Push, nudge, encourage maybe even bribe. If you have kids that show livestock, you have had to do one of these at some point. Let’s be honest, a very small percentage of youth in America show livestock. That notion to step in the ring had to come from somewhere and it was most likely you. A parent, grandparent, aunt, uncle or even a neighbor suggested a livestock project to you or your kids. A push is all they needed.
But the same family and friends can be pushy too.
I speak from experience. When I aged out of 4-H, I thought I knew a whole lot about showing and I was raising some show stock to sell to youth. I also had two nieces that were already 4-H age. My brothers approached me about selling steers to them and helping them learn in the ring.
It started off innocently with me giving pointers and taking it slow. But at some point, I don’t know where or when, I got pushy. I pushed them to do things that they really didn’t want to do and probably spend money that they didn’t want to spend.
These two young ladies came out just fine and are very productive members of society now. I am pretty sure that the experience has been more traumatic to me than them, at least I hope.
My point is this. There is a fine line between giving a push and being pushy.
Sometimes we have to push kids to get out of their comfort zone or push them to finish something that they started. If you are pushy, you might be asking a kid to do something that they aren’t ready for yet. I learned from that experience and I hope I am not pushy when it comes to my own kids, but I’m not perfect. Hopefully my wife can help keep me in check and remind me to….
Push, but don’t be pushy.
Most people that work with Jeremy Evans at Dover Middle School in Dover, Ohio think Jeremy is a farmer.

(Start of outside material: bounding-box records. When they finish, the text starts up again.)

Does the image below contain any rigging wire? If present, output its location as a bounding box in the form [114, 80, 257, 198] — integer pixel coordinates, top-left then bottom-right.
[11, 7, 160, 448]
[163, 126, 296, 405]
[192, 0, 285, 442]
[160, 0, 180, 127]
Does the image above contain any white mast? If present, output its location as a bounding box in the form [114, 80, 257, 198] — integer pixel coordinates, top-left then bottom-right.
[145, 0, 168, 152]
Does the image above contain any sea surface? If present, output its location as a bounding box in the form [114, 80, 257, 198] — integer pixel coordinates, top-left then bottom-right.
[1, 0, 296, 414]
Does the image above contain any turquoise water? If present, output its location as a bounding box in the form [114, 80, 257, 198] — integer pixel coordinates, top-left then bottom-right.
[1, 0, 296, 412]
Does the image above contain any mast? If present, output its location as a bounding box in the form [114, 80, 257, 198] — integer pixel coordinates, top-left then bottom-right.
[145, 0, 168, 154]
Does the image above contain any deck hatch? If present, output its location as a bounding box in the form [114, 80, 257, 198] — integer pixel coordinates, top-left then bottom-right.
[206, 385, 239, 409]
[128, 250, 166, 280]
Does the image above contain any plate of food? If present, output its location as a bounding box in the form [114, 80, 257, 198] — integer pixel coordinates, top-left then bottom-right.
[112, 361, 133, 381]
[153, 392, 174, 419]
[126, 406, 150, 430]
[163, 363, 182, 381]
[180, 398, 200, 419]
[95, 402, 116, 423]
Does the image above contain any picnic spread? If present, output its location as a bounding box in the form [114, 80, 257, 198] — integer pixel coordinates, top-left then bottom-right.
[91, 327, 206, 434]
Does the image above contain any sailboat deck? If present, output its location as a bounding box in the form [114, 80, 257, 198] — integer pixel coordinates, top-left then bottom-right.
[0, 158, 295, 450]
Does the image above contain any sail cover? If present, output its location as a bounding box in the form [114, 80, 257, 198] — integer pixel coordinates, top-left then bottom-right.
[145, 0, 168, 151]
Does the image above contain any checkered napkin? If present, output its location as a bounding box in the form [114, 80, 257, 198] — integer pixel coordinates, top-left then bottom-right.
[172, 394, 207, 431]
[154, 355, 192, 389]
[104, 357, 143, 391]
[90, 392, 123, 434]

He prefers the term “Agriculture Enthusiast” because 8 acres and 5 head of cattle doesn’t exactly make a farm. When he is not grading papers or changing apostrophes that don’t belong in plural nouns, he enjoys feeding his son’s (Barrett, Brady, Blaine) steers, but not writing the checks for the feed. His wife Michelle is also a teacher at Dover City Schools and he considers his greatest accomplishment in life the fact that he converted his wife from a “horse person” to a “cow person” as evidenced by the fluffer comb in the back pocket of her ski pants at shows.